Creamy Greek Guacamole
Recipe NameCreamy Greek Guacamole
Total Time1 hour and 20 minutes
- 215g tin chickpeas, drained and rinsed (130g drained weight)
- 1 garlic clove, chopped
- 1 small red onion, finely chopped
- 2 tablespoons lemon juice
- 2 large ripe avocados, peeled, stones removed and flesh chopped
- 1/4 teaspoon salt
- 3 tablespoons freshly chopped flat-leaf parsley
- 80g feta cheese, crumbled
- Place the chickpeas, garlic, onion (reserving 1/2 tablespoon for garnish), lemon juice and avocado in a food processor and pulse until almost smooth, scraping down the sides of the bowl as needed. Transfer to a serving bowl and stir in the salt and nearly all the parsley and feta cheese. Season with freshly ground black pepper, if you like.
- Cover the surface closely with cling film and refrigerate for 1 hour to allow the flavours to blend. Garnish with the reserved onion and the remaining parsley and feta cheese and serve.
- Stir 50g drained and finely chopped roasted peppers (from a jar) into the guacamole just before serving, if you like.
- For extra flavour marinate the crumbled feta in 1 tablespoon extra virgin olive oil and 1/2 teaspoon dried oregano for 10 minutes before stirring into the mixture.
- Don’t just dip! Roast halved and deseeded mini sweet peppers until tender and lightly charred. Cool, then fill each pepper half with a spoonful of the guac, scatter over chopped olives and drizzle with a little extra virgin olive oil.
- Cooking Vegetarian? Always read labels to make sure each recipe ingredient is vegetarian. Products and ingredient sources can change.
- Cooking Gluten Free? Always read labels to make sure each recipe ingredient is gluten free. Products and ingredient sources can change.
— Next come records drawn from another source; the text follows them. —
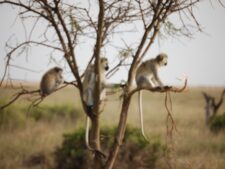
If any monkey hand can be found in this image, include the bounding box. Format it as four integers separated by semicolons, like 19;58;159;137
163;86;172;90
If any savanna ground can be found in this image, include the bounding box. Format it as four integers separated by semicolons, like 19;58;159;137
0;87;225;169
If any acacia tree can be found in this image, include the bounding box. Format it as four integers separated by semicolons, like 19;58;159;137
0;0;222;169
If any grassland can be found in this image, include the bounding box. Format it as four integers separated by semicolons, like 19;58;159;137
0;88;225;169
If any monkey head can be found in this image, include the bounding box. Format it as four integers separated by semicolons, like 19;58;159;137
100;57;109;71
156;53;168;66
53;67;63;74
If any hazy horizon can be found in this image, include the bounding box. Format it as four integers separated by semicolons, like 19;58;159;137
0;1;225;87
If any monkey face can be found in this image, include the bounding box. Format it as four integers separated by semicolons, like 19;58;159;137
156;53;168;66
54;67;63;74
100;58;109;71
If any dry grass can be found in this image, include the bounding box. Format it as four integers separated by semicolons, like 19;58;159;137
0;88;225;169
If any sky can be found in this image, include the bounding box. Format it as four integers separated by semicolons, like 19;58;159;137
0;1;225;86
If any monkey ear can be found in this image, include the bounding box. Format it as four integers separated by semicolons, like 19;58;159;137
156;54;163;62
54;67;62;72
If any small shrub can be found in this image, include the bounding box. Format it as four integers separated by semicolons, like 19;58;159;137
209;113;225;132
55;127;164;169
29;105;81;121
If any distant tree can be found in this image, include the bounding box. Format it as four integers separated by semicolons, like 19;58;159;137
0;0;222;169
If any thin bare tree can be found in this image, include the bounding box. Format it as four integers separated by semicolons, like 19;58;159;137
0;0;222;169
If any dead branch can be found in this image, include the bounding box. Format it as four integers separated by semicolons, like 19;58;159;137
202;89;225;124
0;89;40;110
128;79;187;96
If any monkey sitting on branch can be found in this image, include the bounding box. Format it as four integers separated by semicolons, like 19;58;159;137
40;67;64;97
83;57;109;154
135;53;169;141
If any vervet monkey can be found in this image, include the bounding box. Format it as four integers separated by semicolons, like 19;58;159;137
40;67;64;97
135;53;168;140
83;57;109;150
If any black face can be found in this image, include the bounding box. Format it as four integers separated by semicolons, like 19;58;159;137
54;67;62;73
105;65;109;71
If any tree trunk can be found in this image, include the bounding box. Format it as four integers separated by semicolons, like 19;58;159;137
104;97;131;169
90;116;102;169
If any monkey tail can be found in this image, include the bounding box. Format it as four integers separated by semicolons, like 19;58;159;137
138;91;149;142
85;116;106;158
85;116;93;151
• You can’t make a good guac without ripe avocados. To test for ripeness, cradle the avocado in the palm of your hand – it should yield to gentle pressure, just like a ripe peach. Don’t squeeze too hard or you will bruise the flesh.
• Very ripe avocados may have a few areas of discoloured flesh. Cut away and discard any big patches but don’t worry about smaller spots as they won’t spoil the look or flavour of the finished guac.
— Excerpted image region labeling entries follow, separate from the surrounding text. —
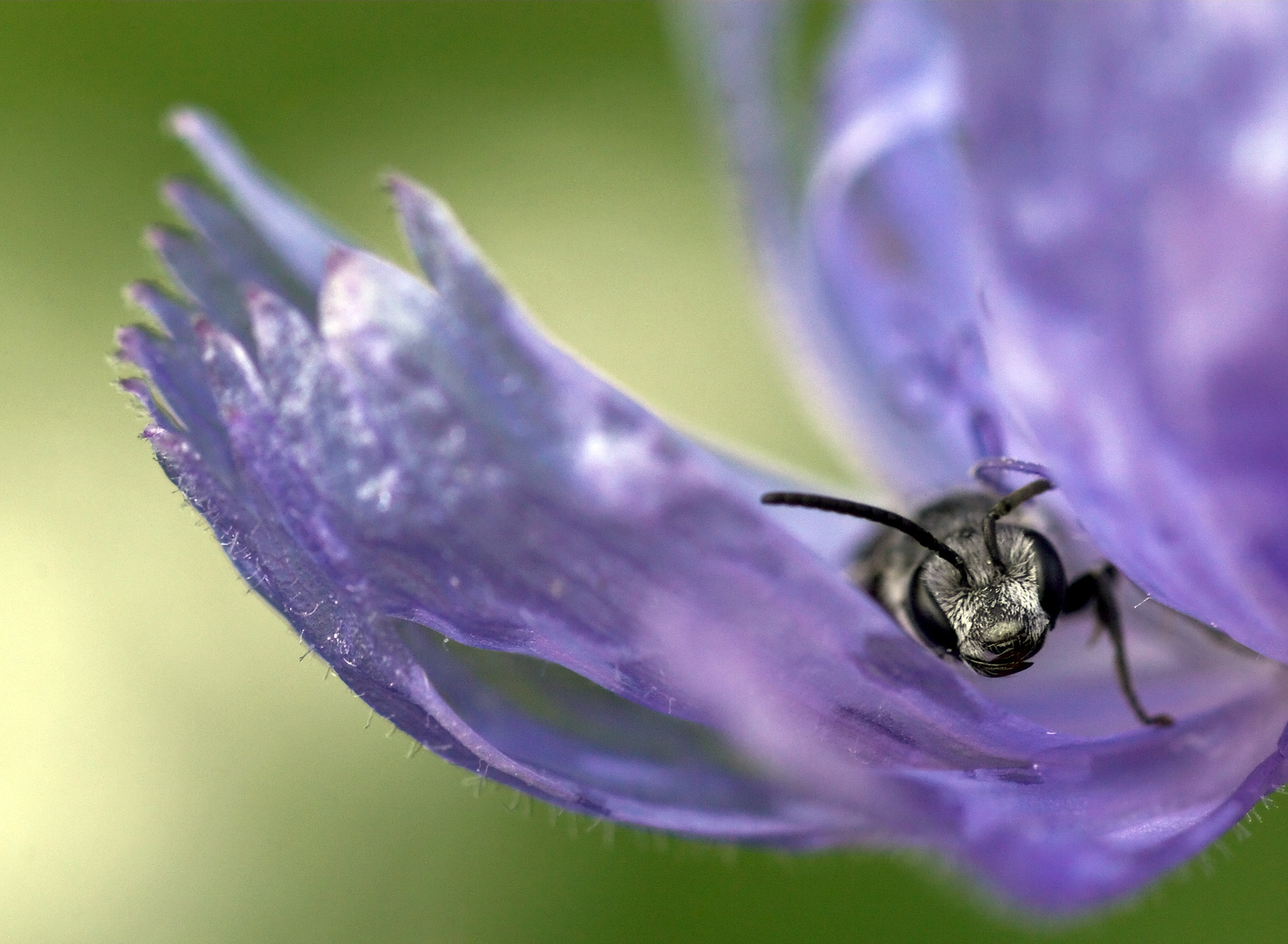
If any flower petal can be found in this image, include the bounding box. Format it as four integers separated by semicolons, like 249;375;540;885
805;3;1008;497
170;108;347;290
121;114;1288;911
952;3;1288;659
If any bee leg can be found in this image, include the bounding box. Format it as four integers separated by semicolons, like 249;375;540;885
1064;564;1172;727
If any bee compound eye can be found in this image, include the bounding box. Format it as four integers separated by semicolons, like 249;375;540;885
1024;528;1066;626
908;563;957;656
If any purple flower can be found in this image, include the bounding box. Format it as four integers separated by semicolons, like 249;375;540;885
120;3;1288;912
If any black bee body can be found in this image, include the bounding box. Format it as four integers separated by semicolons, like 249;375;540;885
850;492;1065;677
761;479;1172;725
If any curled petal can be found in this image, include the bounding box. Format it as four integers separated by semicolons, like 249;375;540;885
951;3;1288;659
125;110;1288;912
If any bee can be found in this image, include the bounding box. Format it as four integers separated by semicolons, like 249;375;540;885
760;478;1172;726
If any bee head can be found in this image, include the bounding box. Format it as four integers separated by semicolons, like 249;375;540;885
908;524;1065;677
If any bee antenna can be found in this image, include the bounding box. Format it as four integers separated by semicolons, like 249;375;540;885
983;479;1055;571
760;489;968;583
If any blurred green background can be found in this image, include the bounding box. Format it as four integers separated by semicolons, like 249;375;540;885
0;3;1288;944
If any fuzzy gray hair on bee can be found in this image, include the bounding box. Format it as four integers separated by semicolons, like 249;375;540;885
760;478;1172;726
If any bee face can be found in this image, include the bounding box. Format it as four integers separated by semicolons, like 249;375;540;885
908;525;1065;677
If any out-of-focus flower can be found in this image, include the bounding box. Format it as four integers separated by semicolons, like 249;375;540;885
120;3;1288;912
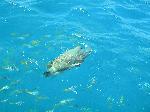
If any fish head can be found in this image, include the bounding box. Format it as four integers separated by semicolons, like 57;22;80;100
43;67;58;77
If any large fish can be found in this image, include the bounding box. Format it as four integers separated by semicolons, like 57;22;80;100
44;46;92;77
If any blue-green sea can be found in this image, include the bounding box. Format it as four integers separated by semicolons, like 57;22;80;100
0;0;150;112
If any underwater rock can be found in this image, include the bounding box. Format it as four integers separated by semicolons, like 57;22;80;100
44;46;92;77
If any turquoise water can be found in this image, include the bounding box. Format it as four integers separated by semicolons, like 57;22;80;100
0;0;150;112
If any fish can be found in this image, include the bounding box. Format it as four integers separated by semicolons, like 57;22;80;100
44;46;92;77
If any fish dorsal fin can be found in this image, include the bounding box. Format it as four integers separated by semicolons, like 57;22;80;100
47;61;53;68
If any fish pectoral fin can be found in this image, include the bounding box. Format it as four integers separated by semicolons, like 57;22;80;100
72;63;81;67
• For a chunky guac, use the back of a fork, potato masher or pastry cutter to mash the flesh or just finely chop with a sharp knife.
• If you prefer a creamy smooth guac use a food processor or blender – pulse briefly then scrape down the sides of the bowl or jug and pulse again. Take care not to over process or the guac may become sloppy.
• Avocado flesh discolours quickly so don't prep until you are ready to mix with the other ingredients.
• Cover the surface of the finished guac very closely with cling film or a layer of baking paper, pressed onto the surface. Any area exposed to the air will start to discolour.